LOS ANGELES (CBSLA) – A town hall meeting featuring the California gubernatorial candidates in the 2018 election took place at USC Saturday morning.
The event featured four Democrats and two Republicans running for office. Democratic participants were Lt. Governor Gavin Newsom, former Los Angeles Mayor Antonio Villaraigosa, State Treasurer John Chiang and former state Superintendent of Schools Delaine Eastin. The Republicans on stage were Assemblyman Travis Allen and attorney John Cox.
Hosted by The Empowerment Congress and Los Angeles County Supervisor Mark Ridley-Thomas, the debate was held at the Jesse M. Unruh Institute of Politics at USC. It got underway at 9 a.m.
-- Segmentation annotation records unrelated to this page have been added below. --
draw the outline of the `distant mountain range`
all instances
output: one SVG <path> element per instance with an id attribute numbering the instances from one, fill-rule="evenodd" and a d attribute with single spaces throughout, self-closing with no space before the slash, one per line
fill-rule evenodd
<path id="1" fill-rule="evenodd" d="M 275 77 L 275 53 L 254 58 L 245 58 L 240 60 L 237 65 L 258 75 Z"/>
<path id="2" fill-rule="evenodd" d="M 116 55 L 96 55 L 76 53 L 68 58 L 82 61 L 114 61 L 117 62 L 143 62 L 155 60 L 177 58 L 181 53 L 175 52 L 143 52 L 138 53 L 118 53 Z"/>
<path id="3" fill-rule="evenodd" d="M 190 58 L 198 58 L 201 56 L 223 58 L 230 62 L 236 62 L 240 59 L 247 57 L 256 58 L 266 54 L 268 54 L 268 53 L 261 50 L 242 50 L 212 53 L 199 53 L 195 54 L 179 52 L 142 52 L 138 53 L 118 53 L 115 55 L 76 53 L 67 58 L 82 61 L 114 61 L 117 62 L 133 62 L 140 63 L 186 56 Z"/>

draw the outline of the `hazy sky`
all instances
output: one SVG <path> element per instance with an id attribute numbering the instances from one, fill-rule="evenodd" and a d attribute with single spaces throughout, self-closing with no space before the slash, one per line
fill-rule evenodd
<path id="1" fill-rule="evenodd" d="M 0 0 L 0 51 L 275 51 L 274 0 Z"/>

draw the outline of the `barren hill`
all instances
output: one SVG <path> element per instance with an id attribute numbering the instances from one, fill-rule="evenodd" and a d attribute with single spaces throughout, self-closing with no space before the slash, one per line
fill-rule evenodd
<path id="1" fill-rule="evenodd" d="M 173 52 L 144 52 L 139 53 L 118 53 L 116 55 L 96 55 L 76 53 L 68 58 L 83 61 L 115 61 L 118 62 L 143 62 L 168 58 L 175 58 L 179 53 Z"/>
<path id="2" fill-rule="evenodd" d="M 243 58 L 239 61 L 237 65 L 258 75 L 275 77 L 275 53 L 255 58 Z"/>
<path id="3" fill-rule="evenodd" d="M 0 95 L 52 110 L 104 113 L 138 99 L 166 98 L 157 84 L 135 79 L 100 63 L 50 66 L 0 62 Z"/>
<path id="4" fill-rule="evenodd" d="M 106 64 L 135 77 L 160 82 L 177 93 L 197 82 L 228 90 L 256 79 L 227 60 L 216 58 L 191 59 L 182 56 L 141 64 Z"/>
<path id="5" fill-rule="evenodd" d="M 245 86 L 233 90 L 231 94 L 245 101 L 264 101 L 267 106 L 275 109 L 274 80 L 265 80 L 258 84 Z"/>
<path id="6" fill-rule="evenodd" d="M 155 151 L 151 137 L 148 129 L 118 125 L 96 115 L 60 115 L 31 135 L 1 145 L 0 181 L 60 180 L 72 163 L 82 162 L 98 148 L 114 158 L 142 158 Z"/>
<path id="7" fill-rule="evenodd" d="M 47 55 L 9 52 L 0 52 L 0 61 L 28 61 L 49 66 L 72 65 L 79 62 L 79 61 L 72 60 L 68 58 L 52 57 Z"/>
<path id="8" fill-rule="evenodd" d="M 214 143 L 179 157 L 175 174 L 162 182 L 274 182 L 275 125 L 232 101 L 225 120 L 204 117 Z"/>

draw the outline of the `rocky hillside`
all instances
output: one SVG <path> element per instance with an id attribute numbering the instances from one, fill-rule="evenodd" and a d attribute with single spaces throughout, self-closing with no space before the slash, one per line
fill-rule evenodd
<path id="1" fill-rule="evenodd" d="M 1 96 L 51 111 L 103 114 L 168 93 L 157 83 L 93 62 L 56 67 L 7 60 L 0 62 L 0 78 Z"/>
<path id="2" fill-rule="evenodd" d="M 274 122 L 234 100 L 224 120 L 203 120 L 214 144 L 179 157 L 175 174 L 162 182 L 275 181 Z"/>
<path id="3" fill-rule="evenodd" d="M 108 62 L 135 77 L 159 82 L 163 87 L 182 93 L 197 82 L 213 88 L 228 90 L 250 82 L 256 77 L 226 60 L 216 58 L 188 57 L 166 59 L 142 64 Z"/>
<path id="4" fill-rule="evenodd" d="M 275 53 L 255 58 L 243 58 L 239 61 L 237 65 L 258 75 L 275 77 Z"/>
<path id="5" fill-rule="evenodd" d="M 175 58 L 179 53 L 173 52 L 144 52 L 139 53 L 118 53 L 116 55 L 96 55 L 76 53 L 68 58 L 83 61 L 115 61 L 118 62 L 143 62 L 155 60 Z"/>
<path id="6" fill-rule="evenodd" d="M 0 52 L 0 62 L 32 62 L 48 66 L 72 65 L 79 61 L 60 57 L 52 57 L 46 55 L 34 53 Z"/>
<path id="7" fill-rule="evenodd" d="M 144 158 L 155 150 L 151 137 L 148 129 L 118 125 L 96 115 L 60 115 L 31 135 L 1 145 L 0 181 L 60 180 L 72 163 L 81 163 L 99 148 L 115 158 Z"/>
As KCAL9/CBS2’s Laurie Perez reports, immigration was a hot topic and the candidates held nothing back on the first question — reacting to President Trump’s recent reported comments on Haitian immigrants.
“Clearly he’s a racist,” said Eastin.
“I don’t have the luxury of calling somebody a name and then deflecting the issue,” said Cox.
The candidates also explained how they’d work with the president.
“How can I work with him? With great difficulty obviously,” said Villaraigosa.
“We’re gonna challenge President Trump on the issues that are critical to all Californians,” said Chiang.
Their responses drew a mix of applause and boos.
“The question for all of us — are we gonna be the center of the resistance or are we gonna be a positive alternative to the agenda being pushed by the Trump Administration?,” said Newsome.
“All the Democrats on the stage want to deflect from the true issue, which is illegal immigration,” said Allen.
With questions from how to fix the state’s transportation problems and helping the homeless to how they would be different than Governor Brown in handling natural disasters like the recent wildfires, the pack divided mostly along party lines, but not always. The biggest distinctions and the most shouting from the crowd came while answering if they support single payer healthcare.
“Single payer won’t work unless we get significant contributions from the federal government,” said Chiang.
As for whether the candidates are doing enough to distinguish themselves, it depends on who you ask.
“I hear a lot of politicians just repeating the same thing,” said L.A. voter Elizabeth Vanach. “We want to improve this or that but they don’t really have a plan.”
“I thought it was great,” said high school senior Anthony Hidalgo. “I got to know all the candidates and I feel more informed and ready to make a decision.”
A small group of protesters were outside the town hall asking candidates to support the closure of the controversial Aliso Canyon natural gas facility, the site of the largest methane leak in U.S. history.
Starting in October 2015, a ruptured well spewed 109,000 tons of gas, forcing roughly 8,000 families in Porter Ranch from their homes. Many complained of health issues that included cancer, nausea and nosebleeds. The leak was not capped until February 2016.
The facility was largely out of service until July of last year, when state agencies cleared the way for the Southern California Gas Company to resume injections of natural gas to store at the facility.
June 5 is the state primary. The top two vote-getters, regardless of party, advance to the November election.